OBP schemes are feasible when there is uncertainty

OBP is most relevant where uncertainty remains about the effectiveness of medicines even after clinical trials. In such cases, linking the price of a medicine to the outcomes achieved in routine practice could allow patients access to medicines much sooner.

OBP is likely to be desirable for some, but not all, new medicines

OBP could be desirable where a more traditional payment approach cannot be agreed upon between NHS England and the manufacturer of the medicine, but where there is the potential of it being proven sufficiently beneficial to justify reimbursement.

Cancer patients’ views show they prioritise survival but also other outcomes

Survival and the avoidance of relapse or disease progression are objective outcomes that are possible to measure for use in OBP schemes. Other outcomes were considered important by patients too, such as avoiding unpleasant side-effects and being able to return to normal activities.

Collecting outcomes data is a challenge that can be overcome

Objectivity of outcome measures and simplicity of operation are important for OBP schemes. Collecting data to measure outcomes other than survival entails staff time and hence cost.

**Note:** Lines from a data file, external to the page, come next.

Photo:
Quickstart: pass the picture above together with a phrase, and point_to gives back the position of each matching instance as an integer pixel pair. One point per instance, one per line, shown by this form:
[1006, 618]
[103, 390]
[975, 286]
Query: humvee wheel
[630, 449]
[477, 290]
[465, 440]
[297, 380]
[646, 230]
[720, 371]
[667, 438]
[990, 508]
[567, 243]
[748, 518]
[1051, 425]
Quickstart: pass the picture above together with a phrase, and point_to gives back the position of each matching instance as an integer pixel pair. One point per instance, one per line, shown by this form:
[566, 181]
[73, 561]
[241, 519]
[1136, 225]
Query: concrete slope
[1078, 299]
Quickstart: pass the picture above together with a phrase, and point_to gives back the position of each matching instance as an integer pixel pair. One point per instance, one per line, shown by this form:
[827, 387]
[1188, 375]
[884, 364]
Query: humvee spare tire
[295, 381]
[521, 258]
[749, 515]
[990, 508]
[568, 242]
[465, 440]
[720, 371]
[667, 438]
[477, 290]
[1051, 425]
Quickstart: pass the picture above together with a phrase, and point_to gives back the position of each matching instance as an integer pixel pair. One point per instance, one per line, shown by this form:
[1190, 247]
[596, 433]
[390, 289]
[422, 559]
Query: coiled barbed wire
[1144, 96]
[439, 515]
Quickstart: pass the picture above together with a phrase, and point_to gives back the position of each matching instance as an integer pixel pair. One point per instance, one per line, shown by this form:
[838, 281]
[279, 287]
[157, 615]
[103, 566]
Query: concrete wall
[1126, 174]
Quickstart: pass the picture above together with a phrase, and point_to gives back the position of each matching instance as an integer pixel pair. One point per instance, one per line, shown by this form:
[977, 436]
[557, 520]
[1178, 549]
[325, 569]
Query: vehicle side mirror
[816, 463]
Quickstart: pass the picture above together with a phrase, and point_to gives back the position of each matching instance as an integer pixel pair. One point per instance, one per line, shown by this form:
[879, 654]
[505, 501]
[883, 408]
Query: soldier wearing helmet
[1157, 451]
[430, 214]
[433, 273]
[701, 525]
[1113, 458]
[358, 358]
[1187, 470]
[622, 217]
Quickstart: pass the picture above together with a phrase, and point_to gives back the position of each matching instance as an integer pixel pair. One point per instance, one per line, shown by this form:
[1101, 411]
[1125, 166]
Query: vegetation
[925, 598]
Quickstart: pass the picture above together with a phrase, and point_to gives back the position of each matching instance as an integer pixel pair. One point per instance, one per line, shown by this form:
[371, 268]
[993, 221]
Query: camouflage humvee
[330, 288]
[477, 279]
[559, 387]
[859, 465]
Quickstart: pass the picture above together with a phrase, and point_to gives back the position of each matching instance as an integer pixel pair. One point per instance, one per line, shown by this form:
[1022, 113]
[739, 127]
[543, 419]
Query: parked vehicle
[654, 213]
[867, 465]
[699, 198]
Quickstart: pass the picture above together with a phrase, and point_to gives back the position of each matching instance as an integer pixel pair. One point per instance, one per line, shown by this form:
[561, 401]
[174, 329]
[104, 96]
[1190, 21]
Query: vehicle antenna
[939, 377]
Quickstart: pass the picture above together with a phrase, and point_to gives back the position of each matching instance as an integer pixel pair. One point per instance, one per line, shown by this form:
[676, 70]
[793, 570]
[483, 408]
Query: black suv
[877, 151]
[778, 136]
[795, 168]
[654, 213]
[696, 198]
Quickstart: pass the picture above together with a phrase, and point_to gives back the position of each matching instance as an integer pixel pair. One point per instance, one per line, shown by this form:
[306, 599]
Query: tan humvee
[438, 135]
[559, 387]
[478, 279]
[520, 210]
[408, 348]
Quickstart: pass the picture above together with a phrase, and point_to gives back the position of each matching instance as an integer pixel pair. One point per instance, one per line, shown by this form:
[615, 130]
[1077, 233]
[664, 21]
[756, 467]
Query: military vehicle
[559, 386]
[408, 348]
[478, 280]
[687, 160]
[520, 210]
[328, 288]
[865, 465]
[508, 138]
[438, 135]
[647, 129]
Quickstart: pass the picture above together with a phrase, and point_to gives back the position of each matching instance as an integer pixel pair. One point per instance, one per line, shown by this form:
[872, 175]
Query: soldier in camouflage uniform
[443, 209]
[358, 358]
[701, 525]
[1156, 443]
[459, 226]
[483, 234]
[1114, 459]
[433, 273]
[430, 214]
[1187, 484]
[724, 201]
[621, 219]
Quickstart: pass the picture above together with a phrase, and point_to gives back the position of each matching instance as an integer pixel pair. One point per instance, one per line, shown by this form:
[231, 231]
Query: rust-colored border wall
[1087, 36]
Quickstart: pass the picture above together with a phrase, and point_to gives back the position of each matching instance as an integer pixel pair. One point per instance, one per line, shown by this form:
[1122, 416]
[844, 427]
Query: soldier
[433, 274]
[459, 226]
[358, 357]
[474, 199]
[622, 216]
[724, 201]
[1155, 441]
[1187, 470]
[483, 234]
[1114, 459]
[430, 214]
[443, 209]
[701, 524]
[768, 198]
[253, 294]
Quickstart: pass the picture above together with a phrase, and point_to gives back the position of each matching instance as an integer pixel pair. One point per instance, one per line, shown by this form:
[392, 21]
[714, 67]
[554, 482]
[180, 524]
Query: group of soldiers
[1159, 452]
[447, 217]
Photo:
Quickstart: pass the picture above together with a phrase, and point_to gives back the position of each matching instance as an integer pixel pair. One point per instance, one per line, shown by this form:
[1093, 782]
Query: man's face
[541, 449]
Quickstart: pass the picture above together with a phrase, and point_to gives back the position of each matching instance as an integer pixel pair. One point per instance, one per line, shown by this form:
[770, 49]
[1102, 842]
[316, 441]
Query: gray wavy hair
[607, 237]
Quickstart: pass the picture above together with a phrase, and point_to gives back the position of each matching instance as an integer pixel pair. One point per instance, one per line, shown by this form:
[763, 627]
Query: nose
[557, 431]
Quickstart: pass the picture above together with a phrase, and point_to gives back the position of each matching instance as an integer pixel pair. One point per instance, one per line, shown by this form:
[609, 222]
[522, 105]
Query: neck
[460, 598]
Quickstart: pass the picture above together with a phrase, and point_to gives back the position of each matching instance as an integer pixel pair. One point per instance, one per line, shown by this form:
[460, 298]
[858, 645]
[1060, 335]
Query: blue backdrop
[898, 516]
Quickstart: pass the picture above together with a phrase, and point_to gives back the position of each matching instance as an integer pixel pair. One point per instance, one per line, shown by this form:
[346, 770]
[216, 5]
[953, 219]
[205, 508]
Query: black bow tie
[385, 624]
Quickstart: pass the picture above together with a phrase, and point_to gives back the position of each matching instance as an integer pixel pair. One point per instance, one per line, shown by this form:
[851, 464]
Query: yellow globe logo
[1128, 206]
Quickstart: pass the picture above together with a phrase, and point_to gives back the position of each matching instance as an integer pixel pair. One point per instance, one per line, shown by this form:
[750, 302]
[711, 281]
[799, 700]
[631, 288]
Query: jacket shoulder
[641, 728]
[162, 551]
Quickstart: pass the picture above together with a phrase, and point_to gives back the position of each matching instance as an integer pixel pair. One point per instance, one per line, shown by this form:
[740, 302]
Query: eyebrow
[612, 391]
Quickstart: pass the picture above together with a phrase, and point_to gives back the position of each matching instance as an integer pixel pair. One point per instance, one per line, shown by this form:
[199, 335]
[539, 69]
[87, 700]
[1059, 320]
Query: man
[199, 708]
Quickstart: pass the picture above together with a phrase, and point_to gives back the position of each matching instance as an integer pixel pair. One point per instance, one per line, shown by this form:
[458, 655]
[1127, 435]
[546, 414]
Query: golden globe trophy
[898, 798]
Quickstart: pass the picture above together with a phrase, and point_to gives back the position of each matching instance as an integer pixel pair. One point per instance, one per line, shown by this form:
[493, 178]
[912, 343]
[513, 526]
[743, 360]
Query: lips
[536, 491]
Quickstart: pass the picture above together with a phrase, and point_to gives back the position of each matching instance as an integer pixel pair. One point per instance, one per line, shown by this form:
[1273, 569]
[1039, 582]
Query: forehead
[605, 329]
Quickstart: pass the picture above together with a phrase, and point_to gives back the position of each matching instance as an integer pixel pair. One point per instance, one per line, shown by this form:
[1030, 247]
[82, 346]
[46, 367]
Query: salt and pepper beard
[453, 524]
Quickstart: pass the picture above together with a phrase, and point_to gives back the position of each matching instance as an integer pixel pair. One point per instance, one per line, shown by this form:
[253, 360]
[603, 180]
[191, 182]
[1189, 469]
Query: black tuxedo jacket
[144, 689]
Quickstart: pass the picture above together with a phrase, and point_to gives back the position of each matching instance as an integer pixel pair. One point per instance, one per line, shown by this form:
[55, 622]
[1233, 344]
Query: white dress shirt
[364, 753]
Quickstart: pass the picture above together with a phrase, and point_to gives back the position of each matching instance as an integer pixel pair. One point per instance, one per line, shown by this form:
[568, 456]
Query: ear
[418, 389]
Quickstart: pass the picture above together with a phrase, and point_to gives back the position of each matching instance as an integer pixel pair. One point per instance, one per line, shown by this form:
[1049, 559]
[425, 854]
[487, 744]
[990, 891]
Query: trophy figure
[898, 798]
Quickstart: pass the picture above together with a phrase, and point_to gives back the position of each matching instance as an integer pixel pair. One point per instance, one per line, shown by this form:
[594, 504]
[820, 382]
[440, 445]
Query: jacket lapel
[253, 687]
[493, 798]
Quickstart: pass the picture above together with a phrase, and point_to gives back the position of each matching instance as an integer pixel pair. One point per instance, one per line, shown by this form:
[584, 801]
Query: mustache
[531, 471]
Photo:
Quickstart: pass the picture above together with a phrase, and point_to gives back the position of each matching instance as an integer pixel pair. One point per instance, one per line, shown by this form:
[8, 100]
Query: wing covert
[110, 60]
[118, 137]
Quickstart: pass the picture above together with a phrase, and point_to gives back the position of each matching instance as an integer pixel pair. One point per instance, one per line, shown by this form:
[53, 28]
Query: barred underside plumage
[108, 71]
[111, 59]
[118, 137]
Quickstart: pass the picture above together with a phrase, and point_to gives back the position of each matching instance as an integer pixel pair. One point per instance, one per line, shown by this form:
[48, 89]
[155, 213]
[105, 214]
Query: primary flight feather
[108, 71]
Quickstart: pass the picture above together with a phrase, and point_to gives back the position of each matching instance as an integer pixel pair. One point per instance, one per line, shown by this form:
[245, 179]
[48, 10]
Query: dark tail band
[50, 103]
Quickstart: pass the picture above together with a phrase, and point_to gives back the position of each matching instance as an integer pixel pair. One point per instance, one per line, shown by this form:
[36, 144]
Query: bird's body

However, such data challenges and costs are surmountable when the benefit for doing so is big enough. The higher the potential value of the medicine and the greater the uncertainty about its outcome, the more attractive OBP becomes.


  • Stakeholders should continue to explore the use of OBP schemes, with the aim of facilitating patient access to cancer medicines in cases where a simple discount on the medicine’s list price cannot be agreed on a timely basis. Conversations should be taken forward on a joint basis, through forums and initiatives such as the Accelerated Access Collaborative.
  • Stakeholders should work together to horizon scan medicines nearing regulatory submission that may be suitable for OBP. These would likely be medicines with high potential benefit to patients, as well as a small sized patient population, immature clinical trials data and a disease profile that allows measurable outcomes in the short term.
  • For future OBP schemes between NHS purchasers of cancer medicines and manufacturers, specific metrics should be included to measure the drug’s effects on patients. We recommend four types of outcome measures as standard: survival; disease progression, relapse or recurrence; long-term side effects; and return to normal activities.
  • Future research into the use of OBP in the NHS should investigate with NHS staff the practicalities of collecting data for an OBP scheme, based on exemplar medicines and for measures of the four outcome types mentioned earlier.